In the project's files, you will find a Pipfile that includes all these libraries in their specific versions. If you have installed pipenv, you can run pipenv install to install the dependencies in the environment, and activate it with pipenv shell.

If you have a problem installing the dependencies because of psycopg2, that means that you could need to install the following dependency of this library libpq-dev.

# In the case you have this previous error, install `libpq-dev` (example with Linux/Ubuntu).
sudo apt-get install libpq-dev

PostgreSQL: 16.4 (with Docker 🐋)

You'll also find a docker-compose.yml file that sets up the database, user, password, and tables (including the data provided in the repository).

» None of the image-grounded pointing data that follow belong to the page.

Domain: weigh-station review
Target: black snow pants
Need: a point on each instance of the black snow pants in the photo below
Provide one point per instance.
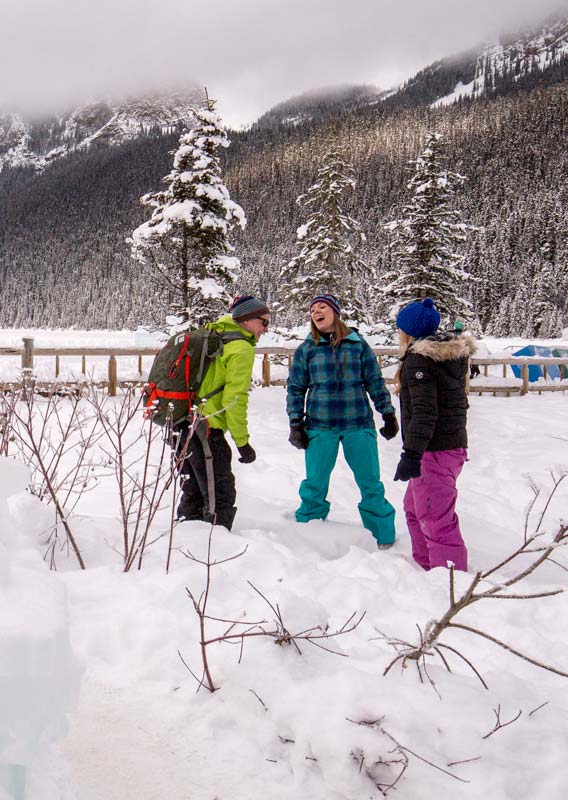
(195, 489)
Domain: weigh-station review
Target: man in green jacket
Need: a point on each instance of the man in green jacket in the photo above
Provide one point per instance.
(206, 475)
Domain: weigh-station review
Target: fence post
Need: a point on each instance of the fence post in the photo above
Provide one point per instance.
(525, 377)
(28, 354)
(112, 375)
(265, 370)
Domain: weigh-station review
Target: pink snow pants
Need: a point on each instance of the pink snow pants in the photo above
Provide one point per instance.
(430, 508)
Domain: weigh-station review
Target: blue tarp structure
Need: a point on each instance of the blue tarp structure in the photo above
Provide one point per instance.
(536, 371)
(561, 352)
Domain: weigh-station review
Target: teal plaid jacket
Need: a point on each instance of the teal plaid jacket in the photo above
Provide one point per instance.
(338, 381)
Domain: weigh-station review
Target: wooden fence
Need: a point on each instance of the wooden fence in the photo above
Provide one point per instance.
(507, 386)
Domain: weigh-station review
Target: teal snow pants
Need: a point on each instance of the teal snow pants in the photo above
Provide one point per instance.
(362, 455)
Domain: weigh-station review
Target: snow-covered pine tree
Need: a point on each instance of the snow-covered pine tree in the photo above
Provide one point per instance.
(545, 307)
(185, 242)
(428, 239)
(328, 259)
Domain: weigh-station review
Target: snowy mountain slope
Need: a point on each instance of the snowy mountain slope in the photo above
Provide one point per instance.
(512, 59)
(37, 143)
(318, 104)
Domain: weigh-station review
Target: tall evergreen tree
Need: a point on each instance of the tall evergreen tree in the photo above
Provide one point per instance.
(428, 239)
(185, 241)
(328, 260)
(546, 303)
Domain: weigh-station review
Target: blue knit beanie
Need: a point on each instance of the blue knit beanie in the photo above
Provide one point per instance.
(330, 300)
(247, 307)
(419, 319)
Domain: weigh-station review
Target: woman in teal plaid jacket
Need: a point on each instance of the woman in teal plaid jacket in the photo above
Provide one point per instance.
(333, 374)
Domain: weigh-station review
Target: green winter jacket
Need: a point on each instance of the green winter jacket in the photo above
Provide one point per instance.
(233, 370)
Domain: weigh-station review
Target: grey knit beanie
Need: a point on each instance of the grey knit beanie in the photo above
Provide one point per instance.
(247, 307)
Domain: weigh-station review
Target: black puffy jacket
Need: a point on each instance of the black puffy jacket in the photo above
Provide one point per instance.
(433, 400)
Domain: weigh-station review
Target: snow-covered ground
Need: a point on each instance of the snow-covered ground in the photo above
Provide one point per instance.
(283, 724)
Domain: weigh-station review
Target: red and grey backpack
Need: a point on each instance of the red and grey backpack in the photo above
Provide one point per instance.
(177, 373)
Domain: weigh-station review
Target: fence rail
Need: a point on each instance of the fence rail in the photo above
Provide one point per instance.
(28, 351)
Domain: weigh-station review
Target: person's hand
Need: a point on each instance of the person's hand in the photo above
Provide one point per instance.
(248, 454)
(298, 436)
(408, 466)
(390, 428)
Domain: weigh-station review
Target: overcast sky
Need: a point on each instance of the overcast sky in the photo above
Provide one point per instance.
(251, 54)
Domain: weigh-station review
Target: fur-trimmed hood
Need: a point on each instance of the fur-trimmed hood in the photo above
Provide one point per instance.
(444, 346)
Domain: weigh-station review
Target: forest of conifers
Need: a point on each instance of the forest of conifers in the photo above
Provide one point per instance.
(64, 260)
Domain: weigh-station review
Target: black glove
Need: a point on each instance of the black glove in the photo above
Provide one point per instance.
(247, 454)
(408, 466)
(298, 436)
(390, 428)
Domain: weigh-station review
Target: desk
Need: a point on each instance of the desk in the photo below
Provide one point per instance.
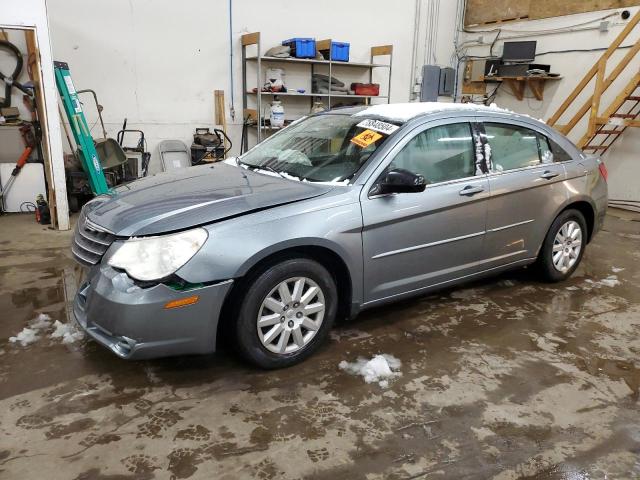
(518, 84)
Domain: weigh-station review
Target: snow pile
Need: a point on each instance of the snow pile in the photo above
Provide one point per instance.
(379, 369)
(25, 337)
(67, 332)
(29, 334)
(610, 281)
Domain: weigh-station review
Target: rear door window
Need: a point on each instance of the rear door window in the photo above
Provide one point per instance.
(512, 146)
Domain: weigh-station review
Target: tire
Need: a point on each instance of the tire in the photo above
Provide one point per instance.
(568, 259)
(291, 328)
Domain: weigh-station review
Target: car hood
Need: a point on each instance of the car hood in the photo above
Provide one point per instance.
(193, 196)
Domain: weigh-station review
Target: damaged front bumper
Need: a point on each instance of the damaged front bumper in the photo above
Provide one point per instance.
(134, 323)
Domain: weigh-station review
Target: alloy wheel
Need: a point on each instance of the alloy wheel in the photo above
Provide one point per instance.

  • Database name: data_exam
  • Local port: 5435
  • Test user credentials:
    • Name: data_ex
    • Password: data_am

To activate the container with the database, run docker compose up -d in the project's main directory. Additionally, if you want to connect to the database via CLI, you can run:

psql -h localhost -p 5435 -U data_ex -d data_exam

Usage

Once everything is set up, you can run two different commands using the main.py file:

  • today-info (accepts two parameters)
  • day-info (accepts no parameters and is also used by the CRON)

day-info Command

The day-info extracts data about Cryptocurrencies from CoinGecko, and it does transform it and load it into a local CSV for every execution (and opcionally, the database): This command has two parameters.

  • coin - The name of a cryptocurrency accepted by the CoinGecko API.
  • date - The date in ISO 8601 format.

Additionally, it includes an optional flag:

  • db-store - If set, this flag updates both the local CSV and the database.

The CSV file will be stored in the 'data' folder with the name 'coins_data.csv'.

Here are a few examples:

python main.py day-info ethereum 2024-08-19
python main.py day-info cardano 2024-07-31 --db-store

today-info Command

This command does the same as day-info, but without requiring any parameters. It automatically extracts, transforms, and loads data for three cryptocurrencies: Bitcoin, Ethereum, and Cardano with the current date. This command is also scheduled to run daily at 3 AM via CRON.

Here's an example:

python main.py today-info --db-store

Cron

To enable the CRON job, run crontab -e and add the following line to schedule the today-info command to run every day at 3 AM.

# every minute | every hour | every day of the month | every month of the year | every day of the week
0 3 * * * /usr/bin/pipenv run python /your_data_path/main.py today-info --db-store

If it doesn't work, check if it is not activated in bash.

service cron status # Cron check.
sudo systemctl enable cron # Cron enable if it was disabled.

About Exercises 3 and 4

  • For the third exercise, the queries to run in PostgreSQL are located in the queries_task_3.sql file inside the 'data' folder.
  • For the fourth exercise, you'll find a Jupyter Notebook file in the main folder that contains the first part of the exercise.
    • Additionally, plots will be generated in the 'plots' folder; three example plots are already included by default.
    • To update the database with recent data without manually running the main.py file multiple times, I've included a exercise_4_help.sh script. This script contains useful snippets and additional information to save you time.